MedExpertMatch Development Guide¶
Last Updated: 2026-02-04
Status: Implementation Phase
Overview¶
This guide provides setup instructions and development workflow for MedExpertMatch.
Prerequisites¶
- Java 21 (LTS)
- Maven 3.9+
- PostgreSQL 17 with PgVector and Apache AGE extensions
- Docker and Docker Compose (for local development)
- Python 3.8+ (for documentation)
Project Structure¶
MedExpertMatch uses a modular structure organized by domain:
med-expert-match/
├── docs/ # Documentation
├── src/
│ └── main/
│ ├── java/
│ │ └── com/berdachuk/medexpertmatch/
│ │ ├── core/ # Configuration, utilities, monitoring
│ │ ├── doctor/ # Doctor domain
│ │ ├── medicalcase/ # Medical case domain
│ │ ├── medicalcoding/ # ICD-10 codes
│ │ ├── clinicalexperience/ # Clinical experience
│ │ ├── facility/ # Facility domain
│ │ ├── caseanalysis/ # Case analysis service
│ │ ├── retrieval/ # Matching and Semantic Graph Retrieval services
│ │ ├── llm/ # LLM orchestration, agent skills
│ │ ├── graph/ # Graph service (Apache AGE)
│ │ ├── ingestion/ # Data ingestion, FHIR adapters
│ │ └── web/ # Web UI controllers
│ └── resources/
│ ├── db/migration/ # Flyway migrations
│ ├── prompts/ # Prompt templates (.st files)
│ ├── sql/ # SQL query files
│ ├── templates/ # Thymeleaf templates
│ └── static/ # Static resources (CSS, JS)
└── pom.xml
See Architecture for detailed module descriptions.
Current Implementation Status¶
Completed¶
- ✅ Core domain models (Doctor, MedicalCase, ICD10Code, ClinicalExperience, Facility)

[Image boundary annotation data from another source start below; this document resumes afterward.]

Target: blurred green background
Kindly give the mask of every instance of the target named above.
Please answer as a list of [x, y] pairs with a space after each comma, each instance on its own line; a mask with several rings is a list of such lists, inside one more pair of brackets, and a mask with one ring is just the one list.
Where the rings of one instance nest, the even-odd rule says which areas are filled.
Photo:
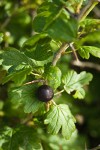
[[[0, 0], [0, 51], [8, 46], [20, 49], [23, 42], [34, 34], [32, 20], [41, 3], [42, 0]], [[96, 6], [90, 13], [91, 18], [100, 18], [99, 8], [99, 5]], [[57, 101], [69, 104], [77, 119], [78, 135], [74, 135], [74, 138], [67, 143], [72, 146], [69, 146], [69, 149], [82, 150], [81, 147], [93, 148], [100, 144], [100, 72], [96, 69], [75, 67], [71, 64], [72, 58], [71, 55], [62, 57], [58, 66], [63, 69], [63, 72], [73, 68], [77, 72], [89, 71], [94, 76], [86, 89], [87, 94], [84, 100], [73, 99], [71, 95], [64, 93]], [[100, 64], [100, 59], [94, 57], [91, 57], [89, 61]], [[25, 118], [25, 114], [21, 110], [16, 110], [9, 102], [7, 92], [10, 82], [5, 85], [1, 84], [5, 75], [5, 68], [0, 66], [0, 126], [14, 127], [22, 118]], [[55, 143], [61, 142], [61, 139], [57, 136], [49, 138], [54, 142], [51, 149], [56, 149]], [[61, 144], [64, 145], [64, 143], [66, 142], [62, 140]], [[65, 149], [67, 149], [66, 145]]]

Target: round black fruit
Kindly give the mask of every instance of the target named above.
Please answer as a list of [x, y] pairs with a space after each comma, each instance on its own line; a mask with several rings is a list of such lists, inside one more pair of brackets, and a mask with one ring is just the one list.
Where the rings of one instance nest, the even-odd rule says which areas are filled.
[[54, 96], [52, 88], [48, 85], [41, 85], [37, 90], [37, 97], [42, 102], [50, 101]]

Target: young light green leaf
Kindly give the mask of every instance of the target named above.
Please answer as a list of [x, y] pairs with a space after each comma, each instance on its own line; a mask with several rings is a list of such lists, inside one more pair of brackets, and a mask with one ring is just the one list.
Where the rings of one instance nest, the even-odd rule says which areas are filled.
[[0, 33], [0, 43], [3, 41], [3, 33]]
[[95, 46], [81, 46], [78, 52], [85, 59], [89, 59], [90, 54], [100, 58], [100, 48]]
[[80, 45], [84, 44], [85, 42], [100, 43], [100, 30], [90, 32], [88, 35], [79, 40]]
[[100, 19], [86, 18], [80, 22], [80, 27], [82, 28], [82, 31], [86, 33], [93, 32], [94, 29], [99, 29], [99, 26]]
[[60, 9], [52, 2], [44, 2], [37, 11], [37, 16], [33, 21], [33, 29], [42, 32], [58, 16]]
[[[12, 132], [11, 135], [9, 135], [9, 131]], [[13, 130], [4, 130], [1, 135], [5, 140], [2, 143], [3, 150], [42, 150], [40, 140], [34, 128], [22, 126]]]
[[74, 98], [78, 98], [78, 99], [84, 99], [85, 97], [85, 91], [83, 88], [80, 88], [79, 90], [77, 90], [75, 92], [75, 94], [73, 95]]
[[44, 120], [49, 133], [57, 134], [61, 129], [62, 135], [69, 139], [75, 131], [75, 118], [65, 104], [53, 105]]
[[35, 65], [35, 61], [32, 61], [24, 53], [12, 47], [8, 47], [5, 49], [5, 51], [2, 53], [2, 59], [3, 59], [3, 65], [6, 66], [12, 66], [12, 65], [17, 66], [20, 64], [31, 65], [31, 66]]
[[27, 75], [29, 75], [32, 71], [32, 68], [30, 66], [24, 66], [22, 69], [16, 70], [14, 68], [13, 72], [8, 74], [4, 79], [3, 79], [3, 84], [6, 82], [12, 80], [15, 82], [17, 85], [21, 85], [25, 80]]
[[44, 77], [53, 89], [56, 89], [61, 84], [61, 71], [56, 66], [47, 66], [44, 71]]
[[27, 41], [24, 42], [23, 48], [32, 48], [39, 40], [42, 40], [47, 37], [46, 33], [40, 33], [40, 34], [35, 34], [31, 38], [29, 38]]
[[77, 21], [65, 18], [63, 13], [46, 30], [51, 38], [58, 41], [73, 41], [77, 36]]
[[36, 85], [25, 85], [15, 88], [9, 92], [9, 98], [16, 105], [24, 105], [25, 113], [35, 113], [44, 106], [44, 103], [37, 99], [36, 89]]
[[83, 71], [80, 74], [77, 74], [72, 70], [63, 76], [62, 82], [64, 83], [65, 91], [70, 94], [72, 91], [80, 91], [80, 88], [89, 84], [92, 78], [91, 73]]

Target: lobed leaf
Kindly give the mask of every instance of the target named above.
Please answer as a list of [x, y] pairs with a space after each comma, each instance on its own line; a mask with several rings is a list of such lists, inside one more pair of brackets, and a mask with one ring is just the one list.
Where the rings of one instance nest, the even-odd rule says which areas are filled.
[[86, 73], [83, 71], [80, 74], [77, 74], [72, 70], [63, 76], [62, 82], [64, 83], [64, 89], [67, 93], [70, 94], [72, 91], [77, 91], [77, 97], [80, 98], [81, 91], [83, 95], [82, 97], [84, 97], [82, 87], [89, 84], [92, 78], [93, 77], [91, 73]]
[[35, 113], [44, 106], [36, 96], [36, 85], [25, 85], [9, 91], [9, 98], [16, 105], [24, 105], [25, 113]]
[[47, 124], [49, 133], [57, 134], [61, 130], [66, 139], [69, 139], [75, 131], [75, 119], [65, 104], [53, 105], [44, 123]]
[[27, 64], [31, 66], [35, 65], [35, 61], [33, 62], [24, 53], [12, 47], [5, 49], [5, 51], [2, 53], [2, 59], [2, 64], [6, 66], [18, 66], [20, 64]]
[[5, 84], [6, 82], [12, 80], [12, 81], [15, 82], [15, 84], [21, 85], [26, 80], [27, 75], [29, 75], [31, 73], [31, 71], [32, 71], [32, 68], [30, 66], [24, 66], [20, 70], [16, 70], [16, 68], [14, 68], [14, 69], [15, 70], [13, 72], [8, 74], [3, 79], [3, 81], [2, 81], [3, 84]]

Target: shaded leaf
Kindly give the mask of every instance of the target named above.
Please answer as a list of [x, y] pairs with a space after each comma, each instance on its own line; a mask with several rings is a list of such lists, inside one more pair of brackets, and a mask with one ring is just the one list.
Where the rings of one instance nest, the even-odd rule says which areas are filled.
[[80, 88], [79, 90], [77, 90], [75, 92], [75, 94], [73, 95], [74, 98], [78, 98], [78, 99], [84, 99], [85, 97], [85, 91], [84, 89]]
[[24, 105], [25, 113], [35, 113], [44, 106], [44, 103], [37, 99], [36, 90], [37, 86], [35, 85], [25, 85], [12, 89], [9, 98], [16, 105]]
[[49, 133], [57, 134], [61, 129], [62, 135], [66, 139], [69, 139], [75, 131], [74, 122], [75, 119], [65, 104], [53, 105], [44, 121]]
[[29, 59], [24, 53], [21, 53], [15, 48], [7, 48], [2, 53], [3, 65], [6, 66], [17, 66], [20, 64], [27, 64], [27, 65], [35, 65], [35, 61], [33, 62]]
[[92, 74], [86, 73], [85, 71], [77, 74], [75, 71], [69, 71], [62, 78], [62, 82], [64, 83], [64, 89], [67, 93], [71, 93], [72, 91], [80, 91], [80, 89], [89, 84], [92, 80]]
[[100, 48], [95, 46], [81, 46], [78, 52], [85, 59], [89, 59], [90, 54], [100, 58]]
[[22, 69], [18, 69], [18, 70], [17, 68], [14, 68], [13, 72], [8, 74], [4, 78], [2, 83], [5, 84], [6, 82], [12, 80], [17, 85], [21, 85], [26, 80], [27, 75], [29, 75], [31, 71], [32, 71], [32, 68], [30, 66], [24, 66]]

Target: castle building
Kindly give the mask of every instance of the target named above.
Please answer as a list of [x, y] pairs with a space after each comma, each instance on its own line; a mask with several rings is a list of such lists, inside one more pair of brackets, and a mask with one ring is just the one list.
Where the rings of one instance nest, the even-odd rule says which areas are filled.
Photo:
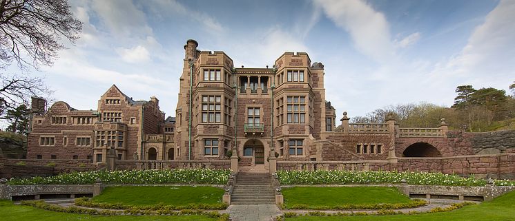
[[235, 165], [271, 172], [515, 176], [515, 131], [449, 131], [445, 119], [436, 128], [402, 128], [392, 116], [382, 123], [351, 123], [347, 112], [337, 127], [336, 110], [325, 98], [324, 65], [307, 54], [285, 52], [273, 67], [235, 67], [224, 52], [197, 46], [195, 40], [184, 45], [176, 117], [165, 118], [157, 98], [134, 101], [114, 85], [96, 110], [62, 101], [46, 110], [45, 101], [33, 98], [27, 158], [98, 163], [108, 155], [120, 160], [121, 169]]

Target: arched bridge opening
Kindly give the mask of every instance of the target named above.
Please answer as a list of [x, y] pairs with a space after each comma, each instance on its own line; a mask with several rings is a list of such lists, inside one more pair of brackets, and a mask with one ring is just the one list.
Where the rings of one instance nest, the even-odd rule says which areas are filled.
[[404, 157], [440, 157], [442, 154], [434, 146], [427, 143], [416, 143], [402, 152]]

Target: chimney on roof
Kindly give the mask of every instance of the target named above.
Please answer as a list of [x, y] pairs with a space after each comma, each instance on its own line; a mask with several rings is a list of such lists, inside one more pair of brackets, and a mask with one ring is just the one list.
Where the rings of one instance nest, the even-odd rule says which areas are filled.
[[46, 112], [45, 109], [46, 105], [46, 100], [37, 96], [32, 97], [30, 109], [32, 112], [32, 114], [35, 115], [45, 114], [45, 112]]

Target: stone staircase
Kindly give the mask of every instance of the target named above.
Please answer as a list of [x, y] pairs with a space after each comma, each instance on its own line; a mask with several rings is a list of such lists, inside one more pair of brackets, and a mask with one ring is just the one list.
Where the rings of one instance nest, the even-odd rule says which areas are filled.
[[275, 192], [269, 173], [240, 172], [233, 189], [231, 204], [251, 205], [275, 204]]

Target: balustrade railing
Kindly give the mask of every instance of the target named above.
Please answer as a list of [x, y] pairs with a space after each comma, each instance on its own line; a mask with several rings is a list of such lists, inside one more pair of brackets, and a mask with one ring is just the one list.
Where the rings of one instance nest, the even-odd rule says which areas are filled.
[[399, 128], [400, 137], [445, 136], [440, 128]]

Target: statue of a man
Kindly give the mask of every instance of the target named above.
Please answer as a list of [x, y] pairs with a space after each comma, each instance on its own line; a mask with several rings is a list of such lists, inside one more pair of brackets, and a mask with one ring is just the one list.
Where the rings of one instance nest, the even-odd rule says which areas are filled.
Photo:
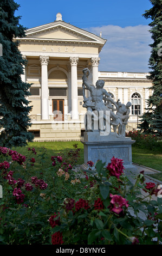
[[[129, 107], [132, 104], [130, 101], [128, 101], [125, 105], [125, 104], [121, 103], [119, 99], [118, 100], [116, 103], [118, 111], [115, 115], [117, 118], [119, 117], [122, 121], [122, 124], [119, 124], [118, 127], [118, 136], [125, 137], [126, 125], [127, 124], [127, 121], [128, 121], [129, 117]], [[113, 126], [114, 131], [115, 133], [116, 133], [116, 128], [118, 124], [113, 123], [112, 125]]]
[[[88, 72], [88, 74], [87, 74]], [[93, 84], [90, 84], [87, 80], [90, 71], [88, 68], [85, 68], [83, 70], [83, 75], [82, 76], [83, 84], [86, 87], [90, 92], [90, 96], [92, 98], [92, 102], [94, 102], [94, 109], [96, 110], [100, 114], [99, 118], [103, 119], [103, 122], [100, 122], [100, 131], [103, 131], [103, 119], [105, 120], [107, 120], [109, 118], [107, 111], [110, 112], [110, 117], [113, 119], [113, 121], [119, 124], [121, 122], [120, 119], [117, 119], [117, 117], [115, 114], [111, 111], [111, 108], [106, 107], [103, 103], [103, 99], [106, 97], [107, 100], [110, 101], [112, 103], [115, 105], [116, 107], [116, 103], [113, 99], [110, 97], [109, 93], [103, 89], [105, 82], [103, 80], [98, 80], [96, 82], [96, 86], [95, 87]], [[102, 114], [103, 115], [102, 116]], [[109, 133], [109, 127], [107, 127], [106, 125], [106, 131]]]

- ✅ Database schema with Flyway migrations
- ✅ Repository layer with JDBC implementations
- ✅ Spring AI configuration (
SpringAIConfig.java) with custom property mapping - ✅ MedGemma integration via OpenAI-compatible providers
- ✅ Tool calling support with FunctionGemma (
MedicalAgentConfiguration) - ✅ Case analysis service (
CaseAnalysisService) using MedGemma - ✅ Matching services (
MatchingService,SemanticGraphRetrievalService) - ✅ Embedding service (
EmbeddingService) for vector embedding generation - ✅ Vector similarity calculation using pgvector cosine distance
- ✅ Graph service (
GraphService) for Apache AGE queries - ✅ Graph builder service (
MedicalGraphBuilderService) for populating graph with vertices and edges - ✅ Automatic graph building after synthetic data generation
- ✅ Medical agent service (
MedicalAgentService) with Agent Skills integration - ✅ 7 Agent Skills (case-analyzer, doctor-matcher, evidence-retriever, recommendation-engine, clinical-advisor, network-analyzer, routing-planner)
- ✅ Java @Tool methods (
MedicalAgentTools) - ✅ FHIR adapters for data ingestion
- ✅ Automatic embedding generation in test data flow
- ✅ Web UI controllers with Thymeleaf templates
- ✅ REST API endpoints for agent operations
- ✅ Text input endpoint (
POST /api/v1/agent/match-from-text) for direct text input - ✅ Case search endpoint (
GET /api/cases/search) for searching existing cases - ✅ UI text input form and case search modal
In Progress¶
- 🔄 Integration testing
- 🔄 Performance optimization
- 🔄 UI implementation completion
Configuration¶
The application uses custom Spring AI configuration that reads from spring.ai.custom.* properties:
- Environment variables →
application.yml(property mapping) →SpringAIConfig.java→ Spring AI Beans - Separate configuration for chat, embedding, reranking, and tool calling
- See AI Provider Configuration for details
Building Documentation¶
# Install dependencies
pip install -r requirements-docs.txt
# Serve documentation locally
mkdocs serve
# Build documentation
mkdocs build
Local Development Setup¶
Prerequisites¶
- Java 21 (LTS)
- Maven 3.9+
- PostgreSQL 17 with PgVector and Apache AGE 1.6.0
- Docker and Docker Compose (for local database)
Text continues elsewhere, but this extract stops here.